Remix.run Logo
simonw 5 days ago

No, my argument here is that it's not OK to say "but OpenAI are obviously lying about following robots.txt for their training crawler" when their documentation says they obey robots.txt.

There's plenty to criticize AI companies for. I think it's better to stick to things that are true.

latexr 5 days ago | parent | next [-]

> when their documentation says

Their documentation could say Sam Altman is the queen of England. It wouldn’t make it true. OpenAI has been repeatedly caught lying about respecting robots.txt.

https://www.businessinsider.com/openai-anthropic-ai-ignore-r...

https://web.archive.org/web/20250802052421/https://mailman.n...

https://www.reddit.com/r/AskProgramming/comments/1i15gxq/ope...

simonw 5 days ago | parent [-]

Those three links don't support your argument here.

The Business Insider one is a paywalled rehash of this Reuters story https://www.reuters.com/technology/artificial-intelligence/m... - which was itself a report based on some data-driven PR by a startup, TollBit, who sell anti-scraping technology. Here's that report: https://tollbit.com/bots/24q4/

I downloaded a copy and found it actually says "OpenAI respects the signals provided by content owners via robots.txt allowing them to disallow any or all of its crawlers". I don't know where the idea that TollBit say OpenAI don't obey robots.txt comes from.

The second one is someone saying that their site which didn't use robots.txt was aggressively crawled.

The third one claims to prove OpenAI are ignoring robots.txt but shows request logs for user-agent ChatGPT-User which is NOT the same thing as GPTBot, as documented on https://platform.openai.com/docs/bots

whilenot-dev 5 days ago | parent | prev [-]

Agree, and in this same vein TFA was talking about LLMs in general, not OpenAI specifically. While I get your concern and would also like to avoid any sensationalism, there is still this itch about the careful wording in all these company statements.

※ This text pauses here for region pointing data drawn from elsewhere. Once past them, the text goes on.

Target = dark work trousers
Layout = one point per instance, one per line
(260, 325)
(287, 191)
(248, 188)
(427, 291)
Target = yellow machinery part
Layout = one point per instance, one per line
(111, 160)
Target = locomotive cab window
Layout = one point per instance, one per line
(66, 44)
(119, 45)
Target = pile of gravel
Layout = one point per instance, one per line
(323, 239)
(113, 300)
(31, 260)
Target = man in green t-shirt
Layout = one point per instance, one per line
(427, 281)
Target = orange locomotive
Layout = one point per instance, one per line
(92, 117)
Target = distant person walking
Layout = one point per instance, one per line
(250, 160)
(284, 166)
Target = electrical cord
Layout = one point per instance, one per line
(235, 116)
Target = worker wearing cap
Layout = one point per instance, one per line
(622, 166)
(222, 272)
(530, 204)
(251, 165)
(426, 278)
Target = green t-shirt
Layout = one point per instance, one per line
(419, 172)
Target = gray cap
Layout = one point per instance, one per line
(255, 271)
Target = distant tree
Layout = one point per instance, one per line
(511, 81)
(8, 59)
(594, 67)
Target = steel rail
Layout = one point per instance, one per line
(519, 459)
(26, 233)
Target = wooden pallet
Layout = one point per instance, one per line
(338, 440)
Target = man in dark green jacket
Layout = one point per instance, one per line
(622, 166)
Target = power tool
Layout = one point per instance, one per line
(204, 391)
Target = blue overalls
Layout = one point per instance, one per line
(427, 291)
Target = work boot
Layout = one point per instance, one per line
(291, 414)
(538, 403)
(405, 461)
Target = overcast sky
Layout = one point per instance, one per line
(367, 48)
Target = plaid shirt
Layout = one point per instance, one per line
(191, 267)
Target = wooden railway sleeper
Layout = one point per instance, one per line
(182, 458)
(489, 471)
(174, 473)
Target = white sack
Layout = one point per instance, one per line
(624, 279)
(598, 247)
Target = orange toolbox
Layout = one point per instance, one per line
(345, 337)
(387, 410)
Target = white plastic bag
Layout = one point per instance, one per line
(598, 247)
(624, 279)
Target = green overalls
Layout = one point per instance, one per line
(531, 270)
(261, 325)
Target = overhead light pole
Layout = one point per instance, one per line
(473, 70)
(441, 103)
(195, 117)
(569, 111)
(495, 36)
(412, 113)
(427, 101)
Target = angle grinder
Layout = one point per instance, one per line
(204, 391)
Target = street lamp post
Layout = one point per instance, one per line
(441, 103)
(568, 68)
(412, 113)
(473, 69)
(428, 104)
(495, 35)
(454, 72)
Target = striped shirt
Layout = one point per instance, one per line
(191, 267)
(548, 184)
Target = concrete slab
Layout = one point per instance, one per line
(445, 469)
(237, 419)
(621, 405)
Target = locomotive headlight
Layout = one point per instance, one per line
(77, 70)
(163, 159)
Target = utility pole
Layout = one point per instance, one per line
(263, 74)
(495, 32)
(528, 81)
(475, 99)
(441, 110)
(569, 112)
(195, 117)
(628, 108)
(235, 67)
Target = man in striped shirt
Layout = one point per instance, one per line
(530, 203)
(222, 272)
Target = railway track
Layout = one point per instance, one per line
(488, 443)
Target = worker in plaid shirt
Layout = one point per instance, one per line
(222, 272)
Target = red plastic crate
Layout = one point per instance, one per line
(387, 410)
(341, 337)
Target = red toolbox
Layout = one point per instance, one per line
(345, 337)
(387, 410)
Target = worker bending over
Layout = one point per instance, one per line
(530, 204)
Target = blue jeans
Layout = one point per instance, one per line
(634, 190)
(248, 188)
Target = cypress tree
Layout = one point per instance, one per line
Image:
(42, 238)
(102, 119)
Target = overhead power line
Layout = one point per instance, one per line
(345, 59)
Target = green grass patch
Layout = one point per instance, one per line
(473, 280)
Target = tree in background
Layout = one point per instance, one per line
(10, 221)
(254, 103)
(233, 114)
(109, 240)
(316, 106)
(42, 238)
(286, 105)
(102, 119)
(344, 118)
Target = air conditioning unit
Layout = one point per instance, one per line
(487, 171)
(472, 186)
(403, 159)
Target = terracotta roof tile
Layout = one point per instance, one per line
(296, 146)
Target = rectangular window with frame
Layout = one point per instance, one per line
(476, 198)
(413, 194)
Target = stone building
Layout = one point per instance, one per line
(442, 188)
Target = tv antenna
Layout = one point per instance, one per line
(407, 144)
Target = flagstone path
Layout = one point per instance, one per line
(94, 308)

For example, who's the "user" that "ask[s] Perplexity a question" here? Putting on my software engineer hat with its urge for automation, it could very well be that Perplexity maintains a list of all the sites blocked for the PerplexityBot user agent through robots.txt rules. Such a list would help for crawling optimization, but could also be used to later have any employer asking Perplexity a certain question that would attempt to re-crawl the site with the Perplexity‑User user agent anyway (the one ignoring robot.txt rules). Call it the work of the QA department.

Unless we'd work for such a company in a high position we'd never really know, and the existing violations of trust - just in regard to copyrighted works alone(!) - is enough rightful reason to keep a certain mistrust by default when it comes to young companies that are already evaluated in the billions and the handling of their most basic resources.